The country’s power demand was forecast to increase by 8.5 per cent per year over the next five years and seven per cent between 2026 and 2030.
Early this year, the Politburo issued Resolution No 55-NQ-TW on the orientation of the National Energy Development Strategy by 2030, which paved the way for private investment in power sector and set a priority for renewable energy development.
Research showed Viet Nam had the potential to develop around 8,000MW hydroelectricity from small plants, 20,000MW of wind power and 3,000MW of biomass power and 35,000MW of solar power by 2030.
According to HSBC Viet Nam, which recently forecast an economic growth rate of 2.6 per cent this year and 8.1 per cent in 2021, during the past two decades, Viet Nam emerged as one of the countries with the fastest growing greenhouse gas emissions per capacity with an annual average growth of five per cent per year.
HSBC also noted that Viet Nam was one of the countries most vulnerable to climate change.
“It is an urgent need for Viet Nam to accelerate energy transition to low emissions,” HSBC stressed, adding that Government recognised the importance of the energy transition and was working to reduce the impact on the environment and effectively adapt to climate change.
According to Viet Nam Electricity, power demand was increasing rapidly, requiring the country to move towards clean energy resources to maintain the economic growth rate while protecting the environment and residents’ health.
In October, the US Agency for International Development (USAID) announced it would support Viet Nam to continue its transition to clean, secure and market-based energy sector by increasing the deployment of advanced energy systems, improving energy sector performance and increasing competition in the energy sector.
This would be implemented under the USAID Viet Nam Low Emission Energy Programme (V-LEEP 2) with a budget of more than US$36 million over five years.
USAID would contribute to the design, financing, construction and operation of new clean energy resources including 2,000MW of renewable energy and 1,000MW of combined-cycled, gas-fired power plants.
USAID Vietnam Mission Director Ann Marie Yastishock told Cong Thuong (Industry and Trade) online newspaper as saying that US enterprises were eyeing Viet Nam as an important destination for investment.
Delta Offshore Energy, Bechtel Corporation, General Electric and McDermott signed cooperation agreement to develop a LNG power project in Bac Lieu worth more than $3 billion.
Early this year, Bac Lieu Province handed over a decision on investment policy to Delta offshore Energy for the 3,200MW LNG power project which would have a total investment of $4 billion.

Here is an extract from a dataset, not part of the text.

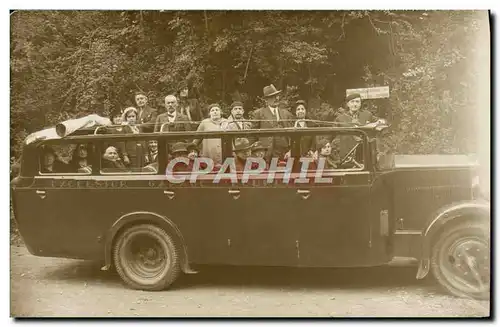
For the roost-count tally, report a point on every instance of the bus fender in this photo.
(146, 217)
(453, 213)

The Viet Nam Energy Summit 2020 in July saw signings of memorandums of understanding for several power projects, including a $10 billion offshore wind power project between Copenhagen Infrastructure Partners and Binh Thuan Province, and a gas-fired power complex in Van Phong Economic Zone in Khanh Hoa Province.

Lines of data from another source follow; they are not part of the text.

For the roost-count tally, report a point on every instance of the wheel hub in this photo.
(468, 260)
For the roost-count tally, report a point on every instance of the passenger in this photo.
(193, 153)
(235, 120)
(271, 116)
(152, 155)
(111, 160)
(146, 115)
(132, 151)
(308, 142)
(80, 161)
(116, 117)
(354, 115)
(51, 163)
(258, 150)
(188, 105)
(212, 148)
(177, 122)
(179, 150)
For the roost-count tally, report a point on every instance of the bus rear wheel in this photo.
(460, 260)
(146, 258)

According to Nguyen Thuong Lang from the National Economics University, Ha Noi, Viet Nam must be selective in attracting foreign investment in the energy sector, meaning that the country must say no to outdated technology.
Nguyen Anh Tuan, Director of the Electricity Regulatory Authority of Viet Nam, said it was necessary to have an appropriate power pricing mechanism to attract foreign investment.
Senior economist of BIDV Can Van Luc said Viet Nam must speed up the construction of the power transmission infrastructure to ensure the synchronous connectivity for renewable energy projects.